In the middle of the vast ocean, an unmanned craft lays on the surface of the seabed, prepared to deploy non-lethal weapons against enemy watercraft and sensors with the ability to communicate certain conditions to recipients in faraway locations. These don’t exist, but they could, if the Defense Advanced Research Projects Agency (DARPA) proceeds on its Upward Falling Payloads (UFP) program.
This project, details of which DARPA will announce in a January 25 briefing, would allow the U.S. Navy to send capsules to strategic positions across the ocean’s floor. These craft would rest at the bottom of the sea for months or even years, ready to burst from the depths whenever called upon. Ultimately, the objective would be to surprise enemy naval forces with non-lethal attacks – such as lasers or strobe lights – while communicating key information to friendly combatants via sensors.
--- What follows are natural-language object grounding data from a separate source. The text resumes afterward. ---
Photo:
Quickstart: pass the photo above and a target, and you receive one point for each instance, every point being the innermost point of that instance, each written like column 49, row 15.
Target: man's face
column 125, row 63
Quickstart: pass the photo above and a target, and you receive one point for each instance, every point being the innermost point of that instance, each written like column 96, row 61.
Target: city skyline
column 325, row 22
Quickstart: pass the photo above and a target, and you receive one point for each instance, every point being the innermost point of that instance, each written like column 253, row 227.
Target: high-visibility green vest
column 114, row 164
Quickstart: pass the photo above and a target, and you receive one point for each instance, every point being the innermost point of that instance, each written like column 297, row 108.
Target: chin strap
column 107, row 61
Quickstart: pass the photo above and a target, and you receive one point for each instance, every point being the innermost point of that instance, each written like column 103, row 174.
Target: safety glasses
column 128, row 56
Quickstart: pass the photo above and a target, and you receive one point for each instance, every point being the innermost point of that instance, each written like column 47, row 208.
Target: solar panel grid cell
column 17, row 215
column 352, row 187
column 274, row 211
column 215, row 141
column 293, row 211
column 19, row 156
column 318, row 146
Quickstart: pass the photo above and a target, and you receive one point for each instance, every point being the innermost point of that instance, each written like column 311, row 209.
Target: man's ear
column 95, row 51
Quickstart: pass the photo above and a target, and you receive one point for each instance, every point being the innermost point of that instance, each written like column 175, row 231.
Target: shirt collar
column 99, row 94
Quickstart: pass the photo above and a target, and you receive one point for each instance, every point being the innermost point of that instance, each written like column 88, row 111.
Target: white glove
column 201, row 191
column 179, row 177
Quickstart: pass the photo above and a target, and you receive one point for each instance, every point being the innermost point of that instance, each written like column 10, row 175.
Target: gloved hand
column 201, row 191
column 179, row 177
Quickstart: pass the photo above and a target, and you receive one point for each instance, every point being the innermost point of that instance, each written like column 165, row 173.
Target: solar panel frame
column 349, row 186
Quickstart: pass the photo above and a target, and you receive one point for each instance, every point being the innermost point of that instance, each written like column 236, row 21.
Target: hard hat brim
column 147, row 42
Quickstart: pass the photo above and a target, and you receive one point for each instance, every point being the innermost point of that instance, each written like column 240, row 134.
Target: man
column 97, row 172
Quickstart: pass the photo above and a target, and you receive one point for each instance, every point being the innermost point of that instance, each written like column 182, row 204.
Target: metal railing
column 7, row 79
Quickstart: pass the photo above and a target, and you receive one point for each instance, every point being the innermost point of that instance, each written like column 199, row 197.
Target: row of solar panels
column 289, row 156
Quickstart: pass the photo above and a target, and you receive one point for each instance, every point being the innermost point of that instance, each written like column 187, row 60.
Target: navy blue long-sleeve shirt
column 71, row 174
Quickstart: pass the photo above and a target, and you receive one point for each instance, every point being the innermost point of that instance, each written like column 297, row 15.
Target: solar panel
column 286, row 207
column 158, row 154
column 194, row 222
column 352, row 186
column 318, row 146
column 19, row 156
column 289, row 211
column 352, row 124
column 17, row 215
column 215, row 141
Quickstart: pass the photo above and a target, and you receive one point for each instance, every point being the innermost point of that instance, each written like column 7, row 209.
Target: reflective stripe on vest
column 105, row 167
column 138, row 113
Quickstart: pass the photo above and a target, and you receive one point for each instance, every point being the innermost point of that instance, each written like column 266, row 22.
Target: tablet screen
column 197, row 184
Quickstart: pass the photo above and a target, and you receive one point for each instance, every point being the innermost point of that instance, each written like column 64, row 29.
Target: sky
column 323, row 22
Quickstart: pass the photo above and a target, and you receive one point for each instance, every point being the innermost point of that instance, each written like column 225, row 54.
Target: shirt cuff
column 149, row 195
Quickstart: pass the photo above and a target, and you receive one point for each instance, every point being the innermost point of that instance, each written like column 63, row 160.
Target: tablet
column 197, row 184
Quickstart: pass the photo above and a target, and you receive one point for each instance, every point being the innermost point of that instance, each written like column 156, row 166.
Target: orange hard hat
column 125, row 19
It’s not an easy project to consider. Constructing a cache that would be able to withstand years of steady ocean pressure and resist corrosive deterioration is a significant challenge. It could be an expensive endeavor, though the benefits are important. With unmanned craft providing reconnaissance and critical resources, the U.S. Navy might be better prepared for the unexpected.
A report from Gizmag notes that DARPA has the benefit of years of deep sea work conducted by the telecommunications and the oil and gas exploration industries, which for years have had to engineer underwater infrastructure. However, the undersea capsules – and the sensors stored within – would need to find a way to communicate across significant expanses of ocean, with the high risk of interference, in unusual conditions. Those challenges are a steep mountain to climb for DARPA’s researchers, and it will be interesting to see if they deliver on these efforts.